“It’s the only way I can turn corners,” demanded my adamant 4 year old. He made this statement after he learned how to ride his bike for the first time.
It was the summer before he started kindergarten. He was 4 years old. We got him a bike with training wheels figuring he’d use those for a bit. That wasn’t going to happen in his world. He thought he was too old to learn how to ride a bike at 4. In his mind, he should have done it sooner. We just brushed it off as him perseverating on something new. He had taught himself how to read at 3, so who was I to tell him he couldn’t do it?
He complained about the training wheels after about five minutes. So, up went one wheel. One wobbly ride later the more heated complaints started. His bike was broken because it was wobbly, and he couldn’t stop properly. The bike couldn’t turn corners. And it was broken because in his mind, “It just was!” Off came the training wheels. He got right back on with a very determined look. He took off all on his own, but corners were especially difficult. They caused some major meltdowns. The only thing in his mind that helped him turn corners, only right ones, was if he lifted up his pinky finger from the handle bar. It had to be his right hand pinky finger. The left one was no good. It looked like he was ready for royal high tea.

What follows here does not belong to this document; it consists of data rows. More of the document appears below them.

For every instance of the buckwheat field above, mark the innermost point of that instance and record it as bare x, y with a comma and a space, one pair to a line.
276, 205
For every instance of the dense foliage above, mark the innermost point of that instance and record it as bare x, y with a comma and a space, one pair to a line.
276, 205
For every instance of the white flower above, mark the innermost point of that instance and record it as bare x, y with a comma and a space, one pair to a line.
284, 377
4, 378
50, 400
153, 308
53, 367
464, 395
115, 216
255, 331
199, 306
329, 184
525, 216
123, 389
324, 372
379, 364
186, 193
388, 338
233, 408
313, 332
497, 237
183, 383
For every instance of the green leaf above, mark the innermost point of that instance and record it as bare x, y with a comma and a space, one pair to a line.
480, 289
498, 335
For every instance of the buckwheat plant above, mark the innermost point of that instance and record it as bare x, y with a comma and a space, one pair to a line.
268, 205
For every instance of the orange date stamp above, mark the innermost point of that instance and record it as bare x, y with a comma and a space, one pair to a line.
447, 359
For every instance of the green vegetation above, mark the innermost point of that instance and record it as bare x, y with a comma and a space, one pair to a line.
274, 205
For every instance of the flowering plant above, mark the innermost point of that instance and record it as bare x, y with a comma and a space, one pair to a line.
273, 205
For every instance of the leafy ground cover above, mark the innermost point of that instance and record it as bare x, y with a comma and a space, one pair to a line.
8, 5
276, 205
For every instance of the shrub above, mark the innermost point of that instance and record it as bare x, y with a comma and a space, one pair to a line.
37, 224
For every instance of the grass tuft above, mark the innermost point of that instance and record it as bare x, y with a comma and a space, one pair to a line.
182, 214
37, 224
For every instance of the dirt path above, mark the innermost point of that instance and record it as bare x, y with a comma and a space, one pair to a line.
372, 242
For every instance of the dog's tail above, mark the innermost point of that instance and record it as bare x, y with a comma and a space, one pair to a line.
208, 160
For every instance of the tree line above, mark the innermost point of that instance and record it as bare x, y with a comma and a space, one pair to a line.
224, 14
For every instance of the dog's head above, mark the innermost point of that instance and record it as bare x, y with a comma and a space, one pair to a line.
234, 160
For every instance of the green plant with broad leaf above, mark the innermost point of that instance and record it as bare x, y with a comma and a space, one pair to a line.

My four year old was determined to ride straight and take corners…no matter what. In his head, only one thing was going to work. We eventually all laughed once he figured it out himself that his pinky wasn’t doing the work.
We’re taking one little step at a time and really working hard as a family to enjoy the “quirkiness” that comes with our son’s way of thinking. To be honest, sometimes it’s very hard to say that I wouldn’t want it any other way. But during the tough times, I think about those warm summer days with his right pinky high in the air, and it makes me smile enough to smooth over some of the new bumps we are facing. We see how amazing he is, and when he’s ready, I really hope he will, too!
P.S. This is a very true story. My son is 9 years old and has Asperger’s Syndrome.